Al Triclinio di Leone III i simboli di Cielo e terra. Con una morale: privo di coscienza cristiana il potere temporale non sopravvive agli eventi e l'uomo non può aspirare alla vita eterna

I giusti possederanno la terra e la abiteranno per sempre.

Salmo 37,29

Prima viene il Cielo poi la terra. Questo dice il fiammeggiante mosaico absidale del Triclinio di Leone III. Il cosiddetto “Nicchione” fu eretto in piazza San Giovanni in Laterano dal 795 al 816 e, in parte, visibile ancora oggi. Nell’opera si rappresenta chi, al tempo, poteva avere autorità sulle vicende umane. Al primo posto il potere della Chiesa e al secondo quello imperiale. Se quest’ultimo voleva fregiarsi di un’aura “celeste”, godere del favore del Cielo e governare in grazia di Dio allora doveva augurarsi di ottenere la benedizione del pontefice. Soltanto il Vaticano aveva l’investitura spirituale per rendere “sacro” lo scettro regale.

Quindi, i fatti esposti nel Triclinio riassumono i ruoli che ciascun protagonista della storia poteva avere secondo un ordine di apparizione deciso dall’alto. Nell’800, la notte di Natale Leone III incoronò in Vaticano il franco Carlo Magno, nuovo capo del Sacro romano impero. Fu il Santo Padre a cingere la testa del sovrano guerriero e a celebrarlo banchettando. Gli storici, infatti, spiegano che all’epoca la struttura comprendeva altre nicchie dove si tenevano ricevimenti ufficiali e che quella che si ammira oggi è solo una parte della versione restaurata nel 1743.

A sinistra del “nicchione” si vede nei mosaici il film della successione: Cristo consegna a san Pietro le chiavi del potere religioso e a Costantino il vessillo del potere politico. A destra, invece, l’apostolo cede il pallio (striscia di lana benedetta) a Leone III e l’insegna a Carlo Magno.

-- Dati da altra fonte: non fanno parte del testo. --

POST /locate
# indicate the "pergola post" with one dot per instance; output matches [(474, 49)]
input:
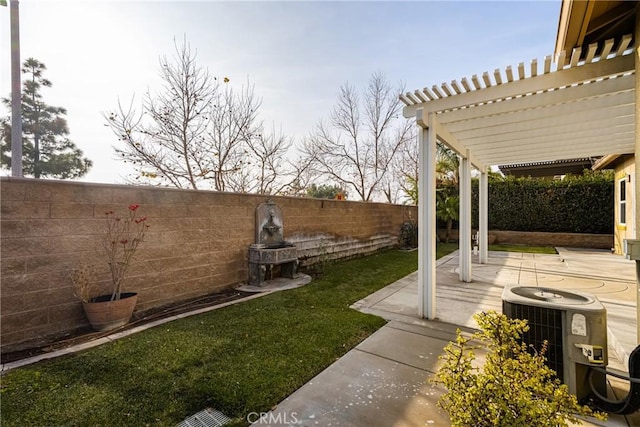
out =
[(426, 215), (636, 54), (483, 216), (465, 218)]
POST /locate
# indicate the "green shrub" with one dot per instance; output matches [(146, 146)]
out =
[(513, 388), (576, 204)]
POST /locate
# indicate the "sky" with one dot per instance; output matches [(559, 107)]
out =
[(296, 54)]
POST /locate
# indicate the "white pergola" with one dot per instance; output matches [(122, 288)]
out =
[(539, 112)]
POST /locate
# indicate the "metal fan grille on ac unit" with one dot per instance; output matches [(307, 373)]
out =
[(544, 324)]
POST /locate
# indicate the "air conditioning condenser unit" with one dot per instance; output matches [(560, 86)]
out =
[(575, 326)]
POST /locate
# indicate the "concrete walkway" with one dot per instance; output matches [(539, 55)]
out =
[(384, 380)]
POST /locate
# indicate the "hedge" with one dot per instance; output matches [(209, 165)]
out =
[(576, 204)]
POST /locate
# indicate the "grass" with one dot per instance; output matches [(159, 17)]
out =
[(523, 248), (239, 359)]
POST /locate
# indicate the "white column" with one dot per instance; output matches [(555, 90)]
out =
[(637, 159), (483, 216), (426, 217), (465, 218)]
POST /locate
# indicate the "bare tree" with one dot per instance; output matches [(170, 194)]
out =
[(404, 169), (356, 146), (193, 132)]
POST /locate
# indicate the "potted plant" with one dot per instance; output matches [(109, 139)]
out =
[(119, 243)]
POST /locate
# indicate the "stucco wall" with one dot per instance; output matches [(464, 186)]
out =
[(197, 244), (573, 240), (625, 170)]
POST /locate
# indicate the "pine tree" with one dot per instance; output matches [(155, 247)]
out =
[(47, 151)]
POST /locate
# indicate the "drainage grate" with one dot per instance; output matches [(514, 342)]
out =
[(206, 418)]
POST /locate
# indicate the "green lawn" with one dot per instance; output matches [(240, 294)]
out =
[(523, 248), (239, 359)]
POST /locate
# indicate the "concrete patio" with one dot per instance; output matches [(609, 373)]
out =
[(384, 380)]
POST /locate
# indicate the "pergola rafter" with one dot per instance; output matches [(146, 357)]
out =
[(582, 104)]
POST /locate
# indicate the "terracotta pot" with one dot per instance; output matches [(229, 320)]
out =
[(105, 315)]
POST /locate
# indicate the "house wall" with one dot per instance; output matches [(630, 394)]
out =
[(197, 244), (624, 169)]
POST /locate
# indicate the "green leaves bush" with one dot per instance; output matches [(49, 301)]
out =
[(514, 387), (577, 204)]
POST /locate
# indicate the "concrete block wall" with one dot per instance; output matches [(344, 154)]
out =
[(197, 244)]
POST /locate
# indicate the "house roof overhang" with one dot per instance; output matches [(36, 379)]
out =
[(543, 111), (585, 22)]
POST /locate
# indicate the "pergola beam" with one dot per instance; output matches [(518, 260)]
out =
[(566, 77)]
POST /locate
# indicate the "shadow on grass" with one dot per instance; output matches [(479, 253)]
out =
[(239, 359)]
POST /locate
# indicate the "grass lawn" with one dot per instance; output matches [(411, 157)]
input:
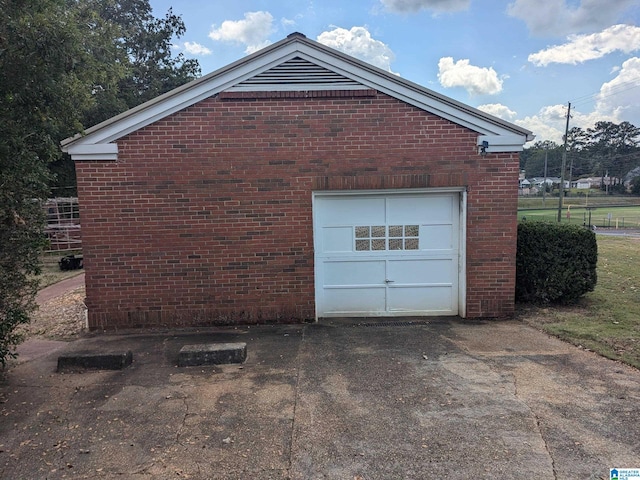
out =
[(601, 216), (606, 320)]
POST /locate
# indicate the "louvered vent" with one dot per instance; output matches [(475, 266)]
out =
[(297, 74)]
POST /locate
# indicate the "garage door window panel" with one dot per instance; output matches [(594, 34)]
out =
[(381, 237)]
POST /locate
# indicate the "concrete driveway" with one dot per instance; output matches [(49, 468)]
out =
[(354, 400)]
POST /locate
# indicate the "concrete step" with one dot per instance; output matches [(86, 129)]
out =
[(212, 354), (94, 361)]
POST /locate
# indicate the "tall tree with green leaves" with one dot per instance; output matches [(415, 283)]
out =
[(141, 63), (43, 78)]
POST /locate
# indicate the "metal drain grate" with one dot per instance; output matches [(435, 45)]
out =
[(390, 324)]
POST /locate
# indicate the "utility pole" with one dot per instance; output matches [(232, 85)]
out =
[(564, 164), (544, 187)]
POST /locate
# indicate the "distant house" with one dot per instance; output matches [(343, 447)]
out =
[(295, 184)]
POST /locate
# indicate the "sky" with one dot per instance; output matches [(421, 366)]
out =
[(520, 60)]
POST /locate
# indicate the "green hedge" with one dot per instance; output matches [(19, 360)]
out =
[(555, 263)]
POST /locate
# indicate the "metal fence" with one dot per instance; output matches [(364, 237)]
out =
[(63, 224)]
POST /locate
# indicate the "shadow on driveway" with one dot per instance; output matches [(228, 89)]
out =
[(341, 399)]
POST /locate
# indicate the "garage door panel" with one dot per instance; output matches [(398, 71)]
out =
[(413, 299), (386, 253), (354, 300), (354, 273), (427, 271), (421, 209), (337, 239), (437, 237), (362, 211)]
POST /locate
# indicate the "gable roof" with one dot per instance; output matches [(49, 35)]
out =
[(295, 63)]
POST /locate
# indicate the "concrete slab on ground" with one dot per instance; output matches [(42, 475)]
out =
[(342, 399)]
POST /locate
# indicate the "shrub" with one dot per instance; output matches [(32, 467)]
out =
[(555, 263)]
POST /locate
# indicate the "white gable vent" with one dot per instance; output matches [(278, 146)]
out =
[(297, 74)]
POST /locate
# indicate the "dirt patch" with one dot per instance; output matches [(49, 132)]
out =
[(60, 318)]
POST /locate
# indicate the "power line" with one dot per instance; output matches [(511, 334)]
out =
[(617, 89)]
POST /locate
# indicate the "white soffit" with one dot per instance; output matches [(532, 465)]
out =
[(294, 64)]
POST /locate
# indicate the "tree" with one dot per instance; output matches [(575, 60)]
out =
[(42, 94), (143, 50), (134, 50)]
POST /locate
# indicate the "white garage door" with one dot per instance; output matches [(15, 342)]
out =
[(387, 254)]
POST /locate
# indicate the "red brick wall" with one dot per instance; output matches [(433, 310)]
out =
[(206, 215)]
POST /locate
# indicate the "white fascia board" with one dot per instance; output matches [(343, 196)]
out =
[(100, 152), (502, 143), (227, 77), (164, 106), (406, 92)]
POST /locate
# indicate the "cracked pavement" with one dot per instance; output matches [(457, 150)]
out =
[(342, 399)]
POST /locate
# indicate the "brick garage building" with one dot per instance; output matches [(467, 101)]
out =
[(295, 184)]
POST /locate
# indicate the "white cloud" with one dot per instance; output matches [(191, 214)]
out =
[(438, 6), (498, 110), (287, 22), (359, 43), (476, 80), (253, 31), (560, 17), (195, 48), (620, 98), (580, 48), (547, 124)]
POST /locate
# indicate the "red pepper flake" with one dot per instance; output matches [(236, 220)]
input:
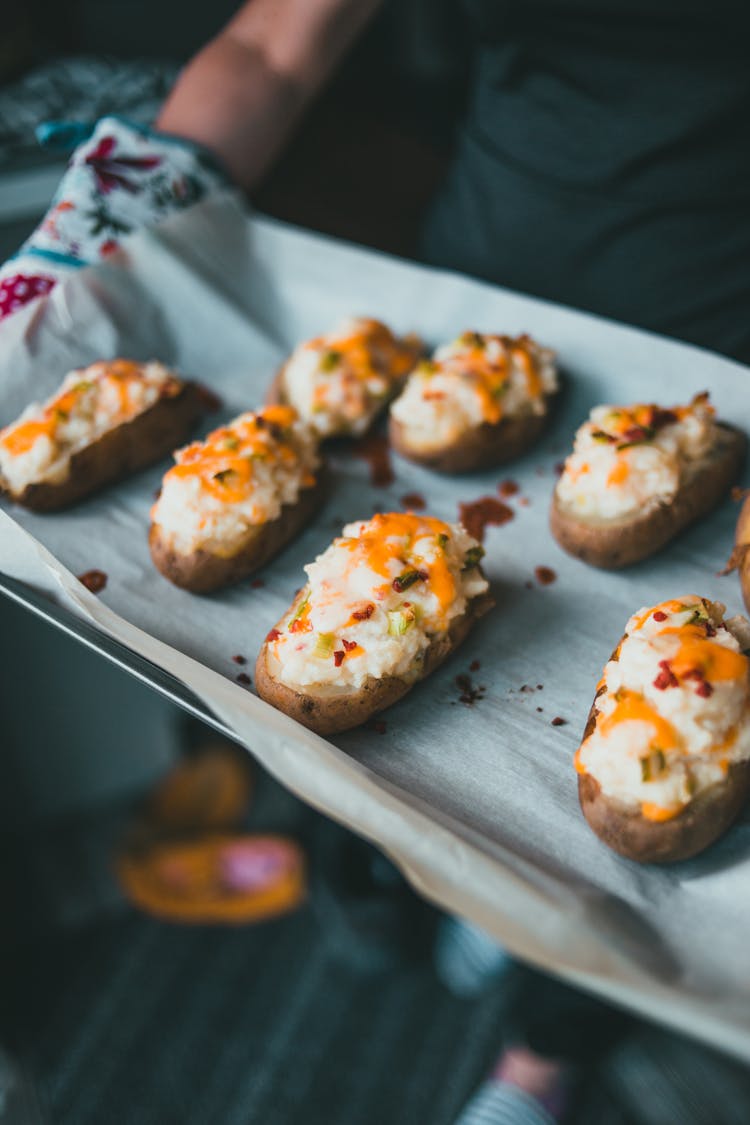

Nell’ampio sfondo il Salvatore in piedi e i discepoli accanto. La scena ultima è affidata al papa, che deposita l’emblema imperiale nelle mani del nobile straniero. La morale attribuita al Triclinio: privo di coscienza cristiana il potere temporale non può sopravvivere alle intemperie della vita terrena, quindi non può aspirare all’eternità.